Les Kurdes face au nouveau pouvoir syrien
Depuis la fin janvier, la Syrie est entrée dans une nouvelle phase décisive. En moins de trois semaines, le pouvoir central installé à Damas a repris le contrôle du nord-est du pays, mettant un terme brutal à l’expérience autonome kurde du Rojava, née dans le chaos de la guerre civile. Cette reconquête fulgurante marque un tournant stratégique majeur, mais elle pose une question centrale : le nouveau pouvoir syrien tiendra-t-il ses engagements envers les Kurdes ou les sacrifiera-t-il sur l’autel de la réunification nationale ?
La rapidité de l’offensive menée par les forces loyalistes s’explique autant par le contexte politique que par les fragilités internes des Forces démocratiques syriennes (FDS).
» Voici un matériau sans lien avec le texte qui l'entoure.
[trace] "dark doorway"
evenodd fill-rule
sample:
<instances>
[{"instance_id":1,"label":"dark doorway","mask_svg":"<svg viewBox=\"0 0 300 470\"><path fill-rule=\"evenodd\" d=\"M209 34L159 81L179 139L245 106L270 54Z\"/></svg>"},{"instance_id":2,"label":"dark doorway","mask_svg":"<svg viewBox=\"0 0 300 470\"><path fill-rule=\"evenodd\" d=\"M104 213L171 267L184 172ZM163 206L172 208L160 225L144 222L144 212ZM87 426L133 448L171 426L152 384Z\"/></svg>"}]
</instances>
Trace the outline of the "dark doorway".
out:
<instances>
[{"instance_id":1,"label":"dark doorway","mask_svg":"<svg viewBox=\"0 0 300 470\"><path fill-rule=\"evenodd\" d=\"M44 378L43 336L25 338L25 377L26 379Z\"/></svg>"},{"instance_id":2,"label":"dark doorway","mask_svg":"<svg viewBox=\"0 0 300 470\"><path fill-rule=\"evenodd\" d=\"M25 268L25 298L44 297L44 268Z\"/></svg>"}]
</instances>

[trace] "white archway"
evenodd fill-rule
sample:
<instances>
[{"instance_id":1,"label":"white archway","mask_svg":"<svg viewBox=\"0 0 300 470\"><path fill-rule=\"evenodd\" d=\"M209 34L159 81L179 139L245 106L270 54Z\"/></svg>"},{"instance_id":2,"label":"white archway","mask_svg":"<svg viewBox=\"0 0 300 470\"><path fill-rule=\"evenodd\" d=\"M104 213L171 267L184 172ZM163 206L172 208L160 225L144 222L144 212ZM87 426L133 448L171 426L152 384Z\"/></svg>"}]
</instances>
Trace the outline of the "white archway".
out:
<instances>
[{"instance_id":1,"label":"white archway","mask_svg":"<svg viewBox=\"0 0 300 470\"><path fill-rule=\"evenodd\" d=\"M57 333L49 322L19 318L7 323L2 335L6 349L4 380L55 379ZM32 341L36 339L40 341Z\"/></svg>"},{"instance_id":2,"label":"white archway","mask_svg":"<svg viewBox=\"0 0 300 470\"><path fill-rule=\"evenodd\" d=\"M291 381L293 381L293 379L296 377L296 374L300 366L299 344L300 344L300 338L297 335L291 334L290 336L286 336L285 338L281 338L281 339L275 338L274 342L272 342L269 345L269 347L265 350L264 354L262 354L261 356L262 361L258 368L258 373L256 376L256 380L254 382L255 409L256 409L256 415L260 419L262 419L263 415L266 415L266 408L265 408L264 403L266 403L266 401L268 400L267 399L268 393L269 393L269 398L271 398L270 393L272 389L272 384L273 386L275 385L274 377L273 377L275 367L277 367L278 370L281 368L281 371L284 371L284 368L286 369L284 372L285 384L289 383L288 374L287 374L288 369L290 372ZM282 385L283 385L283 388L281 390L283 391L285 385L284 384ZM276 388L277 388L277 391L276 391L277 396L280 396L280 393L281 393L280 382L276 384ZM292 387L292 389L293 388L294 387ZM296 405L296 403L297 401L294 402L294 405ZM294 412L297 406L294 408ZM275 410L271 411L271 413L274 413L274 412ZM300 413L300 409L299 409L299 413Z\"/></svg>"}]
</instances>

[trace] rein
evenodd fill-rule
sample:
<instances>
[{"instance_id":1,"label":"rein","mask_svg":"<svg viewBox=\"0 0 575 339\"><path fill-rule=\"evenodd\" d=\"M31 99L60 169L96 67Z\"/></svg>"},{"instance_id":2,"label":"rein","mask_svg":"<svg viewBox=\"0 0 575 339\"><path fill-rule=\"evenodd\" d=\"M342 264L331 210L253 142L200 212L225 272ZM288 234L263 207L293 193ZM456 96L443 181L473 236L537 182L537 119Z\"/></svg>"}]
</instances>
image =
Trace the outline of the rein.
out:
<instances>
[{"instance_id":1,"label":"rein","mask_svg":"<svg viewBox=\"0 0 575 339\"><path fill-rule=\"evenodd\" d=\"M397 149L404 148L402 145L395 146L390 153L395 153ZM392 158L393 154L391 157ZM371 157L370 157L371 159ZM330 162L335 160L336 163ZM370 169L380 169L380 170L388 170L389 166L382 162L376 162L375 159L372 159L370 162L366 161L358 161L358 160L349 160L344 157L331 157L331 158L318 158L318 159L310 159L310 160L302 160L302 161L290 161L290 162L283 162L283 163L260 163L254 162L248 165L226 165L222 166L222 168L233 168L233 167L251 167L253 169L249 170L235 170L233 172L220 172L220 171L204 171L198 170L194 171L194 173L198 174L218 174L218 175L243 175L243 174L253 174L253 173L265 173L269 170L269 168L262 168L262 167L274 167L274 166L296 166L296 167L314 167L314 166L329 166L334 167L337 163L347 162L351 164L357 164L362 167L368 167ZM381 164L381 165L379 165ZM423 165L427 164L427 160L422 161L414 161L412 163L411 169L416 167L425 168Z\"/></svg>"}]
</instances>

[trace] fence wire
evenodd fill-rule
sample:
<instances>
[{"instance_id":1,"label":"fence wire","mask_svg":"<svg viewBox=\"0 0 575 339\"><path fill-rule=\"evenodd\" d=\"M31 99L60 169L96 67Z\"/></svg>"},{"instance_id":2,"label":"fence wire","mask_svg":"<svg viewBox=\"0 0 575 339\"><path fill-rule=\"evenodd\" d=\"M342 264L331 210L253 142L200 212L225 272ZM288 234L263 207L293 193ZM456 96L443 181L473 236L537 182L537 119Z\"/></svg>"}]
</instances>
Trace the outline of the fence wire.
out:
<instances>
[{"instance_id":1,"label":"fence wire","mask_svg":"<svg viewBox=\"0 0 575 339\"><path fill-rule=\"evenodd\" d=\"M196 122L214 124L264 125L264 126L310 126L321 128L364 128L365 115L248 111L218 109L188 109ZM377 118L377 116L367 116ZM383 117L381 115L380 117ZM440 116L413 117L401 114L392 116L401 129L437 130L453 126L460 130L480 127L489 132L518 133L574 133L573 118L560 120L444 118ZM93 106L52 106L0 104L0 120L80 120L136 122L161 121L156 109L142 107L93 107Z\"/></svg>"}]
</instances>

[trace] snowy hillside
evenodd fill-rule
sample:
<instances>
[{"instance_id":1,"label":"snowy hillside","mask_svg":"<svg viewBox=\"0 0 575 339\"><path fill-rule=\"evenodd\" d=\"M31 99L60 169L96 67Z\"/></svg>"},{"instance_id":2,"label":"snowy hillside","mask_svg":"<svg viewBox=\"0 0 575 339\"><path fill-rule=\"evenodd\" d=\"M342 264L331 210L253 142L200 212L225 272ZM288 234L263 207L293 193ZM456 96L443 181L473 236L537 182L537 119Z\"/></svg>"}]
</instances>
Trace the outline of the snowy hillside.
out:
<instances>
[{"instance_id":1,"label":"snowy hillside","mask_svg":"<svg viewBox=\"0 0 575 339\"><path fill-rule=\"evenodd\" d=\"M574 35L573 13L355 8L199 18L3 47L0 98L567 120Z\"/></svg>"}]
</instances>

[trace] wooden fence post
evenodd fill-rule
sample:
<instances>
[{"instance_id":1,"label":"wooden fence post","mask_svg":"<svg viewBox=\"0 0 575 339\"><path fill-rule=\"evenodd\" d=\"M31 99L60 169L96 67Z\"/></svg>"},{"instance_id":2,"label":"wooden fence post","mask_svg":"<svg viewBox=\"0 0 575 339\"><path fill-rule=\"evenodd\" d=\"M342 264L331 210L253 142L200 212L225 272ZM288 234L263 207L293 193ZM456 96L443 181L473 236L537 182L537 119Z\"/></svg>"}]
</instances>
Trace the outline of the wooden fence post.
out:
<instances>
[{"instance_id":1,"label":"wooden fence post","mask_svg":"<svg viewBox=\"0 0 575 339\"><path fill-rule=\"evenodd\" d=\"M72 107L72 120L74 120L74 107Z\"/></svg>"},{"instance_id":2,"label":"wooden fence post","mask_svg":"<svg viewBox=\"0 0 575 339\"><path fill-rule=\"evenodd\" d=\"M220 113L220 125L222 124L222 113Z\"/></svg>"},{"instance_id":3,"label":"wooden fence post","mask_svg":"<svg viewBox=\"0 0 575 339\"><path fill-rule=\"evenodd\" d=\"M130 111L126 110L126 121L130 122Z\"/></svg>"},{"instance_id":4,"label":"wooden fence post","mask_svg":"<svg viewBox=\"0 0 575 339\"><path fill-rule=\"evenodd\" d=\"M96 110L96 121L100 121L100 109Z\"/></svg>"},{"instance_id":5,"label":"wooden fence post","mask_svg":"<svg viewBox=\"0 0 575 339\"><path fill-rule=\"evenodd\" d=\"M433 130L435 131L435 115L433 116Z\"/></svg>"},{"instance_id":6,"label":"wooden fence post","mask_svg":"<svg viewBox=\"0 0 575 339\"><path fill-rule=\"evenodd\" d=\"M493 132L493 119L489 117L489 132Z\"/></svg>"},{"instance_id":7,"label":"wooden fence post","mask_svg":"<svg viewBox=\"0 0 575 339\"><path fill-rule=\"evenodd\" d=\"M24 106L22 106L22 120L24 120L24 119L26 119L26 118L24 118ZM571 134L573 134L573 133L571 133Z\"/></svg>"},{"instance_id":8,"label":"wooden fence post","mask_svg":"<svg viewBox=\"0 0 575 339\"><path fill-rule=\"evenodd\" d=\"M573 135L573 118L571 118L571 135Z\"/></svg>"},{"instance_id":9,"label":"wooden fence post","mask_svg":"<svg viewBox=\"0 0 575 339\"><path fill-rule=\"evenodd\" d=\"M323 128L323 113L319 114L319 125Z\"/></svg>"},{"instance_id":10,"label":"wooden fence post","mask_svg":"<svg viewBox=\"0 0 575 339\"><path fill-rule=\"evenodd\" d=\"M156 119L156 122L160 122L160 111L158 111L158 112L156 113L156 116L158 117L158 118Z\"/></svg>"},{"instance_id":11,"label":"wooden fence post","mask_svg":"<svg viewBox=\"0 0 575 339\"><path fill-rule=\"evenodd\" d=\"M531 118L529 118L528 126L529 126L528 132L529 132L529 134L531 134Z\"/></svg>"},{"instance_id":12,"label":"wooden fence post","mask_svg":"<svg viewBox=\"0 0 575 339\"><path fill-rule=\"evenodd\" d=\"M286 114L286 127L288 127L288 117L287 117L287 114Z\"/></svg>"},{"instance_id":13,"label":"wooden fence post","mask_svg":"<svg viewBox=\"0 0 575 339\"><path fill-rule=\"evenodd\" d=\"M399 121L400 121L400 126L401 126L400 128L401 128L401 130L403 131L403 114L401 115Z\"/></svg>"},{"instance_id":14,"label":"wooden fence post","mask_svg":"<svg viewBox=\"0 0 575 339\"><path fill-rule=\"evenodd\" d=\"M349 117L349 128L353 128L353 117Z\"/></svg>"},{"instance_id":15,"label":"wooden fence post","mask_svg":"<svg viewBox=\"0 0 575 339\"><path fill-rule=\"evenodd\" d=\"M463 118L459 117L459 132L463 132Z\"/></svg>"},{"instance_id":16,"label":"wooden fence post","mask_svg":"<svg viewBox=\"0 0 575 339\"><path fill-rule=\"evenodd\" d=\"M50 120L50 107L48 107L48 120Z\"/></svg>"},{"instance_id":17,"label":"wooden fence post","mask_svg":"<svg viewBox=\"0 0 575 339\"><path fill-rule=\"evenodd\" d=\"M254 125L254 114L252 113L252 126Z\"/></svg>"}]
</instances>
Depuis la chute du régime Assad en décembre 2024, ces forces dominaient toujours les provinces du nord-est. Constituées en 2015 pour lutter contre l’État islamique, elles étaient majoritairement dirigées par des cadres kurdes, même si leurs rangs s’étaient élargis à des combattants arabes et chrétiens attirés par une solde régulière dans une région économiquement exsangue.
Cette diversité n’a toutefois pas résisté à l’épreuve de force. Lorsque les troupes de Damas ont progressé, une partie importante des combattants arabes s’est retournée contre le commandement kurde, provoquant un effondrement militaire rapide. Cette défection massive a mis fin, de facto, au projet d’autonomie kurde dans cette partie du pays.
Fort de cette victoire, le président intérimaire Ahmed Al-Charaa s’est engagé dans une stratégie de réintégration contrôlée. Il a proposé aux anciens combattants kurdes de former des brigades intégrées à l’armée nationale et a promis une reconnaissance constitutionnelle des droits du peuple kurde. Un geste symbolique fort a été posé avec la reconnaissance officielle de la langue kurde comme langue nationale. Ces annonces visent à rassurer, mais elles restent conditionnées à une future constitution encore en discussion.
Derrière cette reconquête se profile un jeu diplomatique complexe. Quelques jours avant l’offensive, Al-Charaa a reçu un message clair de Washington, à la suite d’échanges entre les États-Unis et la Turquie. Ankara n’a jamais toléré l’existence d’une entité kurde autonome à sa frontière sud, d’autant plus sensible qu’elle négocie parallèlement avec la guérilla du PKK. Le feu vert implicite donné à Damas a donc scellé le sort des FDS, isolées sur la scène internationale.
Les conséquences dépassent largement la question kurde. L’effondrement des FDS a permis le transfert de milliers de détenus djihadistes vers l’Irak, soulageant Damas d’un fardeau sécuritaire considérable. Ce mouvement, soutenu financièrement par les États-Unis, ouvre la voie à des poursuites judiciaires régionales contre les anciens cadres de l’État islamique.
Pour les Kurdes syriens, le sentiment d’abandon est profond. Malgré les pressions diplomatiques exercées par plusieurs capitales européennes pour garantir leurs droits, les négociations restent fragiles et inachevées. La méfiance est renforcée par les violences intercommunautaires observées en 2025 et par la persistance de courants sunnites radicaux au sein de l’appareil sécuritaire.
La Syrie avance ainsi vers sa réunification territoriale, mais sur un terrain instable. Si le nouveau régime s’oriente vers un pouvoir autoritaire excluant les minorités et marginalisant les femmes, les promesses faites aux Kurdes pourraient rapidement perdre toute crédibilité. L’avenir du nord-est syrien dépendra moins des déclarations que de la capacité réelle de Damas à construire un État inclusif.